Citrate: Esta prueba es negativa para E. coli. La prueba detecta la habilidad de la bacteria para
utilizar citrato como única fuente de carbono y energía El medio contiene azul bromotimol como
indicador de pH que vira desde un color verde a un azul a pH alcalino. La bacteria se debe
inocular en Simmons Citrate agar inclinado e incubarse por 24 horas a 37°C. Las bacterias con
la enzima citritasa podrá degradar el citrato a oxalacetato y acetato. El oxalacetato se degradará
a pyruvato y CO2. La producción de Na2CO3 gracias al citrato de sodio cambiará el medio a un
pH alcalino y el color del indicador virará a azul, mostrando una reacción positiva.

 API 20E system

Es un set de pruebas bioquímicas específicas para la diferenciación entre miembros de la familia

Gramnegativa, Enterobacteriaceae. Usada para la rápida identificación de bacterias ya
conocidas. Este sistema está hecho de 20 tubos de reacción que contienen sustancias
deshidratadas para la detección de fermentación enzimática de los azúcares a partir de las
bacterias aisladas. Esta fermentación ocurre durante la incubación y el cambio resultante de pH
es detectado por un indicador.
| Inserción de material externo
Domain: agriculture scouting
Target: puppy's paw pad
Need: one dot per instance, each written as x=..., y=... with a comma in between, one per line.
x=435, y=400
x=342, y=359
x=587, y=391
Es importante confirmar que la bacteria sea de la familia
Enterobacteriaceae, por lo que se hacer una prueba rápida de oxidasa, negativo para
Enterobacteriaceae.

Imagen 1. Tubos de reacción de API 20E system

Se inocula entonces la suspensión de un cultivo puro en cada uno de los 20 tubos de reacción y
se los incuba a 37°C por 18-24 horas. Después de la incubación se podrá ver los cambios de
color, sin embargo, algunos necesitarán de reactivos adicionales. Se marca después las
reacciones como positivas o negativas, siendo la marca máxima de 7, para obtener un código de
7 dígitos utilizado para identificar las bacterias utilizando una base de datos online.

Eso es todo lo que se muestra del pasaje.